Je pense qu’un sociologue sérieux ajouterait beaucoup d’autres critères à ceux-ci.

A l’inverse, ne peut-on pas imaginer (et je dis bien « imaginer » car je ne cherche pas à réduire votre pensée à la mienne, que j’essaye toujours de maintenir à distance de la croyance !) que ces enfants, après une phase forcément déstabilisante due à une modification importante des habitudes institutionnelles, comprennent, ou plutôt redécouvrent (car cela faisait partie de leur quotidien affectif quelques années auparavant) qu’ils se sentent mieux quand leurs camarades de classe se sentent bien également, que le groupe est plus motivé si chacun de ses membres est motivé car la motivation est contagieuse et naît beaucoup plus de la curiosité intellectuelle et du sentiment de développement personnel (qui peut certes être représenté par des notes mais elles n’en ont pas le monopole) que de la recherche de récompense ou de la peur du châtiment, qui manque au passage pour parfaire l’esprit de l’expérience pré-citée, et qui repose uniquement sur la présence de « l’éducateur » pour administrer le « remède ». La démotivation flagrante des collégiens au sortir des écoles et la remotivation partielle des étudiants de faculté face à la connaissance pourrait être analysée dans ce sens mais c’est un autre sujet …

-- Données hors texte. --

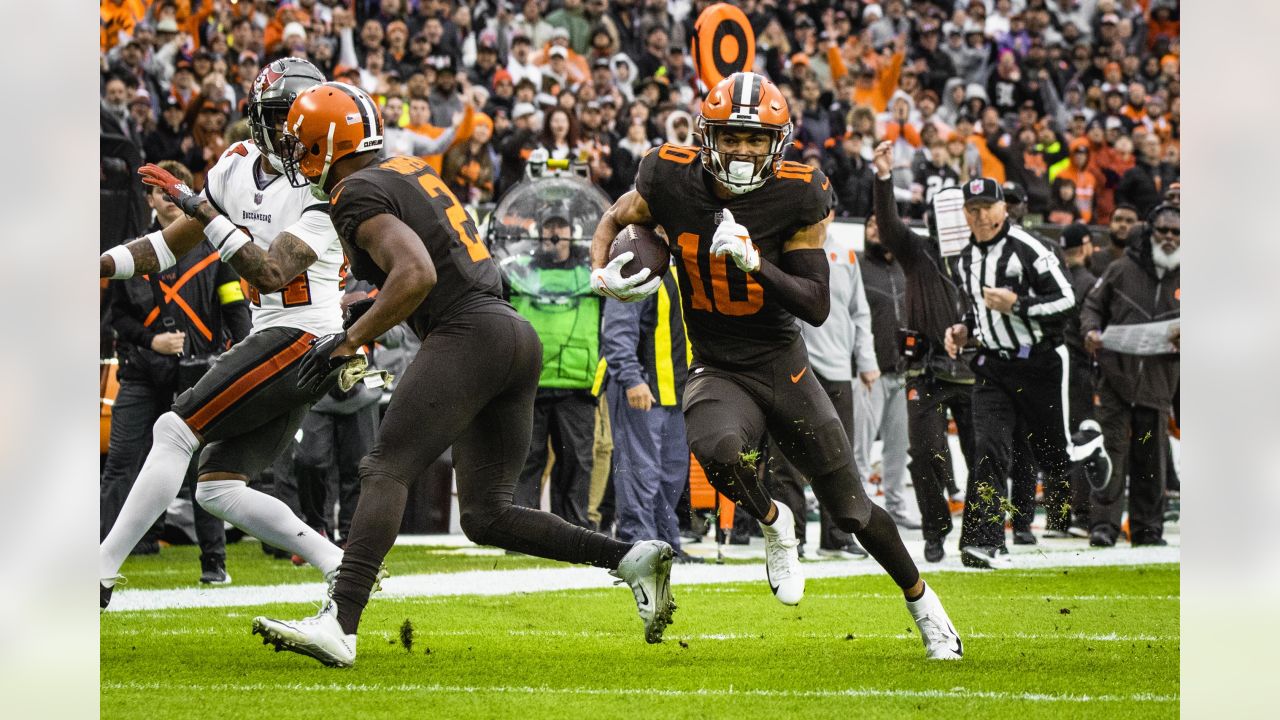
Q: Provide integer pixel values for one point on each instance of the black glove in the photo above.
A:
(318, 364)
(356, 310)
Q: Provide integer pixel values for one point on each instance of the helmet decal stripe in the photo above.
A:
(366, 113)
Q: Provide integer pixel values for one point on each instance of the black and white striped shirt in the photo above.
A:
(1018, 261)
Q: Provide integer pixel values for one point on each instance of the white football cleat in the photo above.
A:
(647, 568)
(940, 637)
(781, 559)
(319, 637)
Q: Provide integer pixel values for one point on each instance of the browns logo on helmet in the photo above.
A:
(327, 123)
(744, 103)
(270, 98)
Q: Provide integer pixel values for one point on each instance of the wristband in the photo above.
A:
(233, 245)
(161, 249)
(123, 261)
(219, 229)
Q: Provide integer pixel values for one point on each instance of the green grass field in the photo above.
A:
(1082, 642)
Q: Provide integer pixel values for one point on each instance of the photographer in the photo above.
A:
(1136, 392)
(169, 327)
(935, 383)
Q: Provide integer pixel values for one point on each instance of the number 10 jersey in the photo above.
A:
(732, 320)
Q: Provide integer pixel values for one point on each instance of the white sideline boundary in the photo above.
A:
(548, 579)
(954, 693)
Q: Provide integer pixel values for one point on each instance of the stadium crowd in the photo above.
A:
(1070, 105)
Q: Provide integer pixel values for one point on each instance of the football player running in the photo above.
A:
(746, 232)
(247, 406)
(471, 386)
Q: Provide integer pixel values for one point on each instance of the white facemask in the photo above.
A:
(1165, 260)
(741, 171)
(275, 163)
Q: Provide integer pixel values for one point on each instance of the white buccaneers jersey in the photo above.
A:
(264, 206)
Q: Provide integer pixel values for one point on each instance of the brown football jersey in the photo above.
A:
(732, 320)
(410, 190)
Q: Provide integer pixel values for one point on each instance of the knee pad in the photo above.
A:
(720, 447)
(821, 451)
(858, 516)
(478, 523)
(219, 496)
(374, 466)
(173, 432)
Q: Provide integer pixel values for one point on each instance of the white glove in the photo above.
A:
(731, 238)
(608, 281)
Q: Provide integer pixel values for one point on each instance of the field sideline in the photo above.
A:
(1070, 632)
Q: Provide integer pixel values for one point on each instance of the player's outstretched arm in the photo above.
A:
(801, 279)
(151, 253)
(410, 277)
(630, 209)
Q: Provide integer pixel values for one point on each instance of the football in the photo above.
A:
(650, 251)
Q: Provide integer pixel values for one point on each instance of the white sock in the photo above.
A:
(269, 520)
(156, 486)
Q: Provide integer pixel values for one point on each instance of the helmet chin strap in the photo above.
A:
(318, 187)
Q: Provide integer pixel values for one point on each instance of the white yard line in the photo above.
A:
(426, 634)
(543, 579)
(954, 693)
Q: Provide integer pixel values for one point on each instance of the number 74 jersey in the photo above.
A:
(264, 206)
(732, 320)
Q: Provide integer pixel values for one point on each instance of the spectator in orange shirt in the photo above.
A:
(1136, 108)
(469, 167)
(117, 19)
(1086, 182)
(876, 86)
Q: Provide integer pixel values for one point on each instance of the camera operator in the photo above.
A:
(169, 328)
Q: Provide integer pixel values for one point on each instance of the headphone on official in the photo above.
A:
(1150, 220)
(1162, 208)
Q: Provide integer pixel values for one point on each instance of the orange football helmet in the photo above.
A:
(327, 123)
(744, 101)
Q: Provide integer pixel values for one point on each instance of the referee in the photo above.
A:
(1018, 299)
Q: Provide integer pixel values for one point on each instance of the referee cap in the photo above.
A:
(983, 190)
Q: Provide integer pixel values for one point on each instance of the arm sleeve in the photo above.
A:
(214, 182)
(620, 336)
(894, 233)
(1097, 304)
(315, 228)
(860, 310)
(645, 177)
(800, 283)
(1054, 295)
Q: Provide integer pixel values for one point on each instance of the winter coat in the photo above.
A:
(1129, 292)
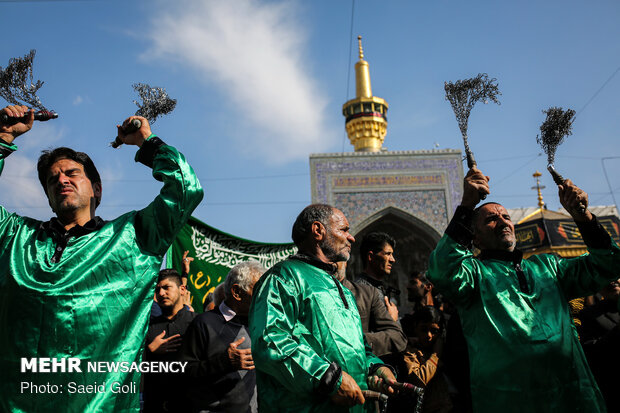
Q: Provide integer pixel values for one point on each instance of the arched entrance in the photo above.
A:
(414, 242)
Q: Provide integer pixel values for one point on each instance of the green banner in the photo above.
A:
(215, 253)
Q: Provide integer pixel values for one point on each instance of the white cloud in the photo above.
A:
(20, 188)
(254, 52)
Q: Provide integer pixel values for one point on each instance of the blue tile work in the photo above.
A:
(429, 206)
(426, 184)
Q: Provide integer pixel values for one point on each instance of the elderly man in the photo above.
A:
(217, 346)
(523, 348)
(78, 287)
(306, 333)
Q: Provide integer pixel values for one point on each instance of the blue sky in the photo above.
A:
(260, 85)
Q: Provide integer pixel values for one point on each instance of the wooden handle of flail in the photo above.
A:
(471, 162)
(374, 395)
(559, 180)
(131, 127)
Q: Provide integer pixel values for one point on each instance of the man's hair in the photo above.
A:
(303, 224)
(243, 274)
(170, 273)
(48, 157)
(375, 242)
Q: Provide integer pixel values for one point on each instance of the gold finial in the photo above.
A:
(359, 42)
(539, 188)
(366, 115)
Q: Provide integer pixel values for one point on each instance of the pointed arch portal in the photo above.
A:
(414, 242)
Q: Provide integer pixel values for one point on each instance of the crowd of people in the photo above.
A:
(489, 331)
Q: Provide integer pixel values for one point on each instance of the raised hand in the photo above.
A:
(134, 137)
(8, 133)
(574, 200)
(475, 185)
(241, 359)
(349, 393)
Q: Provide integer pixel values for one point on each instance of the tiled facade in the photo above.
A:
(425, 184)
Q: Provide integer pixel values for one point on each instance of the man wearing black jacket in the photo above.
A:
(221, 376)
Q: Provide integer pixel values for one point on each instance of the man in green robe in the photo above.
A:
(307, 340)
(524, 351)
(76, 291)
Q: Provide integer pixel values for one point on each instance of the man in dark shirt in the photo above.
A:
(164, 337)
(217, 347)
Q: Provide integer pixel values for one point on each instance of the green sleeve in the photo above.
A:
(281, 347)
(452, 270)
(6, 224)
(158, 223)
(5, 150)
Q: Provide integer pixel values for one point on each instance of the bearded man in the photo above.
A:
(307, 340)
(523, 348)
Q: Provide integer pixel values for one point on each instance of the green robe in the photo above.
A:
(524, 351)
(94, 303)
(299, 325)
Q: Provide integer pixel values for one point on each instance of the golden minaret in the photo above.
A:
(366, 115)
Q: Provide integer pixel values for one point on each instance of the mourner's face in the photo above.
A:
(68, 187)
(245, 296)
(494, 229)
(168, 293)
(337, 242)
(381, 261)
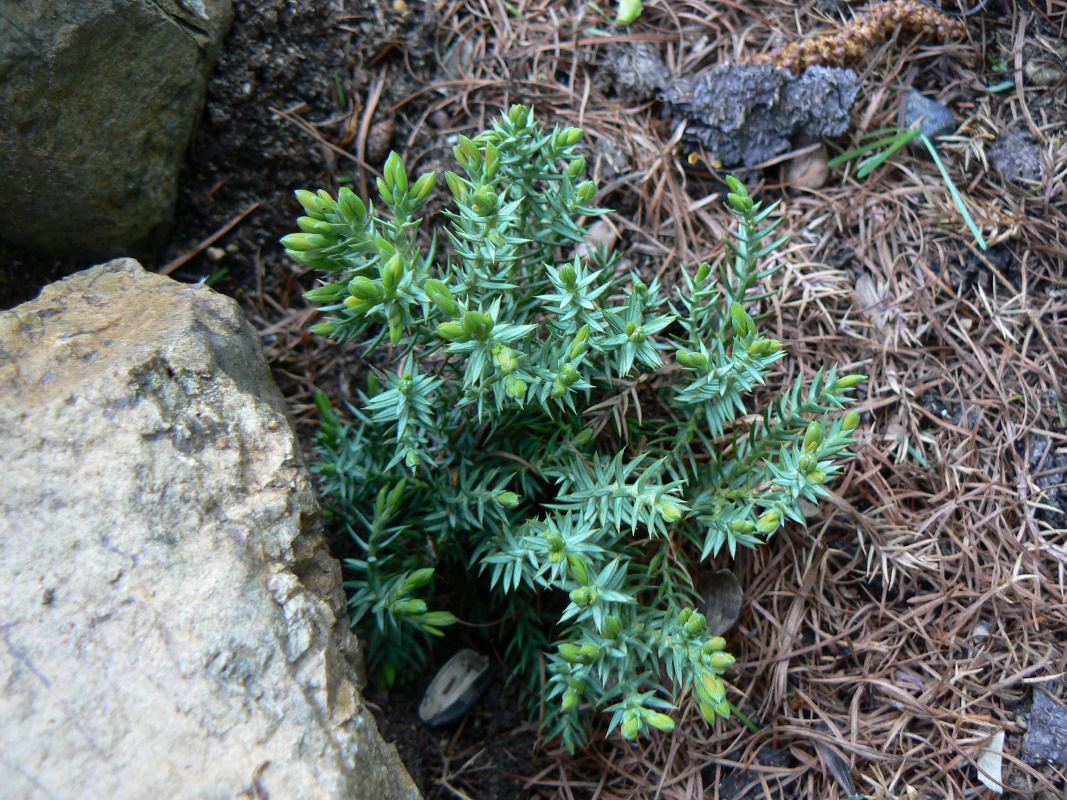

En outre, les jeunes enfants, qui n’ont pas encore, pour la plupart, enfermé leur compassion naturelle (oui, je l’affirme haut et fort !) dans les carcans affectifs et psychologiques de nos sociétés individualistes, savent très vite identifier la détresse de leurs proches et acceptent en général très facilement, si on leur en donne l’occasion et les conditions, de sacrifier une partie de leur bien-être pour restaurer celui de leur camarade. Ceux qui s’y refusent sont, presque systématiquement, ceux qui ont été précisément habitués à la concurrence dès leur plus jeune âge.

Je m’appuie donc sur mon expérience personnelle de plus de dix ans de pratique quotidienne et d’échanges fructueux avec mes collègues enseignants et éducateurs, pendant tout ce temps, pour dénoncer cette pseudo-expérience qui, à mon humble avis, n’a même jamais existé que dans l’esprit de celui qui l’a décrite.

Les enfants ne finissent par reproduire que ce que la société leur « propose », ce que nous leur proposons. Ce que même des enfants de deux ans peuvent faire intuitivement et sans la moindre hésitation : le partage, nous ne serions plus capables de même l’envisager, déjà au lycée ? Je n’y crois pas, c’est en nous, immédiatement, il nous suffit d’ouvrir les yeux pour voir le vrai visage de notre voisin, pour reconnaître en nous sa détresse et balayer d’un revers de main tous les raccourcis de pensée qui veulent nous faire croire que la récompense a plus de valeur que l’acte … le carnet de notes et le porte-monnaie, aussi pleins soient-il, ne remplaceront jamais, nous le savons tous, la joie du cœur et le plaisir de partager, ceux qui éprouvent plus de plaisir à recevoir un cadeau qu’à l’offrir feraient bien de se poser la question …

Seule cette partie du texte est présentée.